Caos Recovery, Renzi boccia cabina di regia e inguaia Conte

Il leader di Italia Viva - ancora una volta spina nel fianco del Governo - contesta la formula scelta dal Premier

Doveva essere la panacea di tutti i mali, invece, non solo il Recovery Fund è un treno fermo sui binari dell’Europa, stoppato dal veto di Ungheria e Polonia che si tenterà nelle prossime ore di aggirare, ma rischia di far esplodere l’asticella della tensione per Conte & Company.

La spina nel fianco dell’esecutivo ha un nome e un cognome, quello del leader di IV Matteo Renzi che più volte si è mostrato un alleato poco gestibile, rischiando di far saltare il banco. 

Il Recovery Fund “è l’ultima occasione che abbiamo per progettare il futuro del nostro Paese”. Matteo Renzi, contesta apertamente  la formula della task force scelta da Giuseppe Conte, i cui boccia anche il metodo.

“Per mesi abbiamo ricevuto solo silenzio e task force. Poi all’improvviso il premier comunica che ci saranno dei tecnici a gestire il tutto”, dichiara l’ex premier in un’intervista a La Repubblica. “Penso che la maggioranza debba fare una riflessione seria su cosa fare e su come farlo. A luglio ho chiesto pubblicamente a Conte, in Aula, di avere un dibattito parlamentare su questo tema, anche utilizzando agosto se necessario”.
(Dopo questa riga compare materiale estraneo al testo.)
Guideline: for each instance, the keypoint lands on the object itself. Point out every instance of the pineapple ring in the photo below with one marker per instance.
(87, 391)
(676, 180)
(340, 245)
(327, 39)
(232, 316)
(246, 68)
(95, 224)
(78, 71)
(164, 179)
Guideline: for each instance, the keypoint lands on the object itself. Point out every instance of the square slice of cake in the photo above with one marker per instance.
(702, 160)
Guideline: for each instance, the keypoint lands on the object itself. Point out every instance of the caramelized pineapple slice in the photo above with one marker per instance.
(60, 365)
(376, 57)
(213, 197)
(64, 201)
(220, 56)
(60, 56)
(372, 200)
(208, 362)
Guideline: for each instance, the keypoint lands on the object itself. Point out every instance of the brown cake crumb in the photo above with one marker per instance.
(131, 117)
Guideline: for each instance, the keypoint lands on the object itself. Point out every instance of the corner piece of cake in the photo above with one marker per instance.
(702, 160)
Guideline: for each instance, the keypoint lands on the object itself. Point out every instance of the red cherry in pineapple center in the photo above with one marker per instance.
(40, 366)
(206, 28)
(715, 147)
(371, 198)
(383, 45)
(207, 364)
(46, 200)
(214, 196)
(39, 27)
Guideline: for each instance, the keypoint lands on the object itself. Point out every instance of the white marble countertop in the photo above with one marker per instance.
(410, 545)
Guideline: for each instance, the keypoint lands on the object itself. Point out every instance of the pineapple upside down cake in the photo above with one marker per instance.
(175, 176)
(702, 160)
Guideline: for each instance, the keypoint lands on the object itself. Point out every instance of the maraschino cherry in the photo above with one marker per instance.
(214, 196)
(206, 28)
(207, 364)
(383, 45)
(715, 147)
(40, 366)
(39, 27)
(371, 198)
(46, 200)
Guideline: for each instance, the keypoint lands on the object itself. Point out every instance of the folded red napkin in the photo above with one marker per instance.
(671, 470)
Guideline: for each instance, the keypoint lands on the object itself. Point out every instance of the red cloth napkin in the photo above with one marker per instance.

Renzi boccia la task force

Parole chiare, fin troppo. “Noi siamo contrari a sovrastrutture di centinaia di consulenti che stanno al Recovery Fund come i navigator stanno al reddito di cittadinanza. Il futuro dell’Italia dei prossimi vent’anni non lo scrivono Conte e Casalino nottetempo in uno stanzino di Palazzo Chigi”. Quindi in Consiglio dei ministri Bellanova e Bonetti voteranno contro la proposta di governance avanzata da Conte? “Spero che il Premier si fermi prima di mettere ai voti una scelta non condivisa”.
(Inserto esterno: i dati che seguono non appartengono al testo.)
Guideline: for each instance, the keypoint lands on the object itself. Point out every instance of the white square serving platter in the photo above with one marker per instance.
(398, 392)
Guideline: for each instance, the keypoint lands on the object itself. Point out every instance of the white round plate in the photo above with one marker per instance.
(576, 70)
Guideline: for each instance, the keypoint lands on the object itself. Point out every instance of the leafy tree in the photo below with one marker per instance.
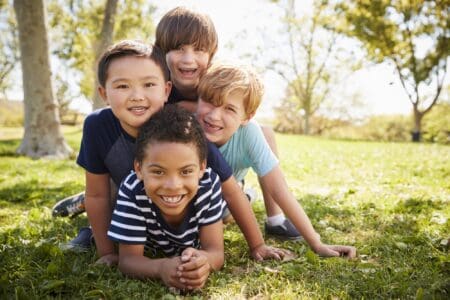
(9, 45)
(312, 58)
(77, 29)
(42, 134)
(413, 35)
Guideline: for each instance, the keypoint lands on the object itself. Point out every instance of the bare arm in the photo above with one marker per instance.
(198, 263)
(275, 185)
(242, 212)
(99, 210)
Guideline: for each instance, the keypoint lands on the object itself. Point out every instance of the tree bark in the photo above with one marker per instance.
(42, 134)
(417, 131)
(106, 37)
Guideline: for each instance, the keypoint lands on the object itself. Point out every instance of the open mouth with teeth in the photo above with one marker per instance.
(188, 72)
(210, 127)
(138, 109)
(172, 200)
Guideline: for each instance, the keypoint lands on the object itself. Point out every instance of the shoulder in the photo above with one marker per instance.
(98, 117)
(131, 183)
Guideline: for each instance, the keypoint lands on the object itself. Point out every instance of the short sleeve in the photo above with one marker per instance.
(128, 223)
(259, 154)
(90, 157)
(214, 210)
(217, 163)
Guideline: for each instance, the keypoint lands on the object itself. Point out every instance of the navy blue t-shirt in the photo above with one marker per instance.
(175, 97)
(107, 148)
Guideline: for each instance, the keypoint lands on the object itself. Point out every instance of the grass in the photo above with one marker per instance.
(389, 200)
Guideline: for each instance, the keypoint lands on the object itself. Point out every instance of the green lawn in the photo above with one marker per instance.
(389, 200)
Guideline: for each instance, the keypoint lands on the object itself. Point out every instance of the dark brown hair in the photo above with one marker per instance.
(181, 26)
(130, 48)
(171, 124)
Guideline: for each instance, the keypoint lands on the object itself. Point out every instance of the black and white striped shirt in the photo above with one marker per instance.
(137, 220)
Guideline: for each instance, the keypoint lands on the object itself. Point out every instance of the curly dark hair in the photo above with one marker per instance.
(171, 124)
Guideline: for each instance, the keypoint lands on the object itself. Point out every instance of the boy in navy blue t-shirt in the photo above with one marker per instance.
(134, 82)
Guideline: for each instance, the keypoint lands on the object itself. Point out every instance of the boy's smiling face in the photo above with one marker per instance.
(171, 183)
(221, 122)
(187, 65)
(135, 89)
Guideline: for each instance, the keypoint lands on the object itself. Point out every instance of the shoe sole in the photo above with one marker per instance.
(285, 238)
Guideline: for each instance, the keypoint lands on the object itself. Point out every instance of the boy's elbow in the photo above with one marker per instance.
(218, 261)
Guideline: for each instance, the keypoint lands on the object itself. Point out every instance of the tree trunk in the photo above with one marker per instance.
(306, 129)
(42, 134)
(106, 38)
(416, 133)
Lo spazio di mediazione ancora c’è ma la strada è tutta in salita perché Renzi non farà sconti. “Spero, rincara la dose, che Conte voglia caratterizzarsi come politico e non come populista”.

Intanto, il Ministro per il Sud, Giuseppe Provenzano getta acqua sul fuoco: “Conte non può andare in Europa senza un mandato chiaro di una maggioranza parlamentare. Non si tratta in questo caso. Ma credo che tutte le forze politiche stiano capendo”.
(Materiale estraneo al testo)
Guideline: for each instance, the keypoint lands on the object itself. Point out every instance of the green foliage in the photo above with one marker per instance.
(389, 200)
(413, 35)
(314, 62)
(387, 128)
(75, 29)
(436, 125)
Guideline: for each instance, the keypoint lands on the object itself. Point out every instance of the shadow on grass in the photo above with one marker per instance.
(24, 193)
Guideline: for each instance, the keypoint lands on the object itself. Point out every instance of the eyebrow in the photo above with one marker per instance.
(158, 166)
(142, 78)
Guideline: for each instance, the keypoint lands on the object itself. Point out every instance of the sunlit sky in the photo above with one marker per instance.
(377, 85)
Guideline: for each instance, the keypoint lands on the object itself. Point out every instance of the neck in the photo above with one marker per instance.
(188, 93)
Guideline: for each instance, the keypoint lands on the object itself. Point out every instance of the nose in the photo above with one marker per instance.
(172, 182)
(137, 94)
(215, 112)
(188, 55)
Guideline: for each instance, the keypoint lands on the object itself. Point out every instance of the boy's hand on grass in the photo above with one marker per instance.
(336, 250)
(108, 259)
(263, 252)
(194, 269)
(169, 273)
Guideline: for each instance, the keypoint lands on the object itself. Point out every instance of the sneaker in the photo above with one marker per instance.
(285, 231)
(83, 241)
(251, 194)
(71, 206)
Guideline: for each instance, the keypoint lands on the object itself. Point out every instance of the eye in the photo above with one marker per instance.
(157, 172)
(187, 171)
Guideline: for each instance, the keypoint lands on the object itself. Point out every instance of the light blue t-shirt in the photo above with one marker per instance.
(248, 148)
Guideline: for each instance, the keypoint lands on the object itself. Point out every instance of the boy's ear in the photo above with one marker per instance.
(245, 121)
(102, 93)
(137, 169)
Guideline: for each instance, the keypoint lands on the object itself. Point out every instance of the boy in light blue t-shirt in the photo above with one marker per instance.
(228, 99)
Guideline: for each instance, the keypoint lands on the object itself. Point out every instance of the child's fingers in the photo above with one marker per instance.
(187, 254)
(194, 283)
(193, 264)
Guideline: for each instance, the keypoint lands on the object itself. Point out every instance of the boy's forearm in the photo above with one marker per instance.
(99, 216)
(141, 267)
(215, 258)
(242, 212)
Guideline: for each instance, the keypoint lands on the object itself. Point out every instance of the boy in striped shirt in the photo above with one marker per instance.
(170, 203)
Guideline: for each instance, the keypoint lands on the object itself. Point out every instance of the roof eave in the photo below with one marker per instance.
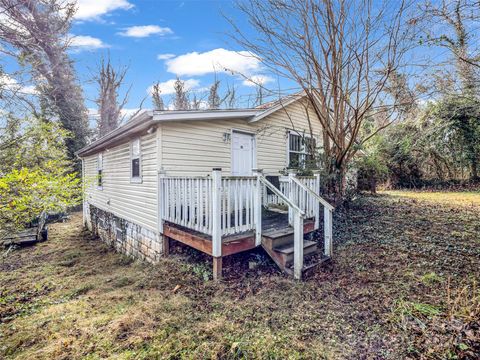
(279, 106)
(202, 115)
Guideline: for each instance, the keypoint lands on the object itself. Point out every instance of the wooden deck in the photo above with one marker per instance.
(272, 223)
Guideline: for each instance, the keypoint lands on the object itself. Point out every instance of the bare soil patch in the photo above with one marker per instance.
(403, 284)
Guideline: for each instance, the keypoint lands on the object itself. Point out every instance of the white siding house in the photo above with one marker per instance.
(123, 170)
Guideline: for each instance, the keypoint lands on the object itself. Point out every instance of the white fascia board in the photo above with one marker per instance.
(204, 115)
(277, 107)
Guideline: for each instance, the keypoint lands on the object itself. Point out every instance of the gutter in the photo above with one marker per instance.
(142, 122)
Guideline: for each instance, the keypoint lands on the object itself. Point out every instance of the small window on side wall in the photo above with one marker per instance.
(135, 161)
(100, 171)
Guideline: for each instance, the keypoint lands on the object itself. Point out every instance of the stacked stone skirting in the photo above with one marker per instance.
(124, 236)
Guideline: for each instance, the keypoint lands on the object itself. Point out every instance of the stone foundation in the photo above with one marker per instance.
(124, 236)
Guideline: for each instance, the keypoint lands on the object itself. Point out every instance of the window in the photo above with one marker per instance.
(301, 151)
(136, 161)
(100, 171)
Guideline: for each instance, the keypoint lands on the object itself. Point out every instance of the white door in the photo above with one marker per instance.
(243, 152)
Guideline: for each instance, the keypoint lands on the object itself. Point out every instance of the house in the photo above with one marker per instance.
(194, 177)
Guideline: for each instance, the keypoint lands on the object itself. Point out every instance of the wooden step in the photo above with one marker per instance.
(310, 265)
(309, 247)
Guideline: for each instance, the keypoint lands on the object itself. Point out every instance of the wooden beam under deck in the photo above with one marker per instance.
(232, 244)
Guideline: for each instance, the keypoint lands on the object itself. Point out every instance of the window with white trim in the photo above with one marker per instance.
(135, 161)
(100, 171)
(301, 151)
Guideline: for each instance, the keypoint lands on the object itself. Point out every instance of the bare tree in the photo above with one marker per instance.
(37, 33)
(453, 25)
(196, 102)
(157, 97)
(213, 97)
(180, 101)
(339, 53)
(109, 81)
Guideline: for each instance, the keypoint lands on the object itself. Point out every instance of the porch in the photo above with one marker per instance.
(224, 215)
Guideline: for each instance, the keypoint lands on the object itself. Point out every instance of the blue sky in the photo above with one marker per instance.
(160, 39)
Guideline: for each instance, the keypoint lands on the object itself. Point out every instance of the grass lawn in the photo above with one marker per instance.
(403, 284)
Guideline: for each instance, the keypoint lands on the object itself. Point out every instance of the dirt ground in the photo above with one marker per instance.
(403, 284)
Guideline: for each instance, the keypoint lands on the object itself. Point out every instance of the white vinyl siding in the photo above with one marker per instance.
(195, 147)
(136, 202)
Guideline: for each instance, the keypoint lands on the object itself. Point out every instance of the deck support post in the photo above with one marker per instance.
(216, 212)
(297, 245)
(161, 200)
(166, 245)
(328, 230)
(258, 207)
(317, 204)
(291, 174)
(217, 268)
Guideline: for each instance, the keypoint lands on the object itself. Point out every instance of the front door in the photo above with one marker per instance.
(243, 152)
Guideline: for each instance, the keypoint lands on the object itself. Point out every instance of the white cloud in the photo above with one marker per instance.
(11, 84)
(145, 31)
(94, 9)
(219, 60)
(85, 42)
(167, 87)
(165, 56)
(257, 80)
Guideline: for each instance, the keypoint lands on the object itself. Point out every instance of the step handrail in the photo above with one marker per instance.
(280, 195)
(299, 214)
(314, 194)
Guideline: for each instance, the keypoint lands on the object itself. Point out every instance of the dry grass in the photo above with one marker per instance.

Bruxelles aspetta il piano

Intanto, il Commissario all’economia Paolo Gentiloni rispondendo alle domande degli eurodeputati ha sottolineato che “le linee guida del Recovery plan italiano “sono coerenti con l’impostazione Ue ma non abbiamo ricevuto ancora il piano, il governo comincerà a discuterlo oggi a Roma quindi ci potremo pronunciare su aspetti specifici quando lo riceviamo”.

Poi ha precisato che anche molti altri Paesi non hanno ancora presentato il piano di ripresa alla Commissione.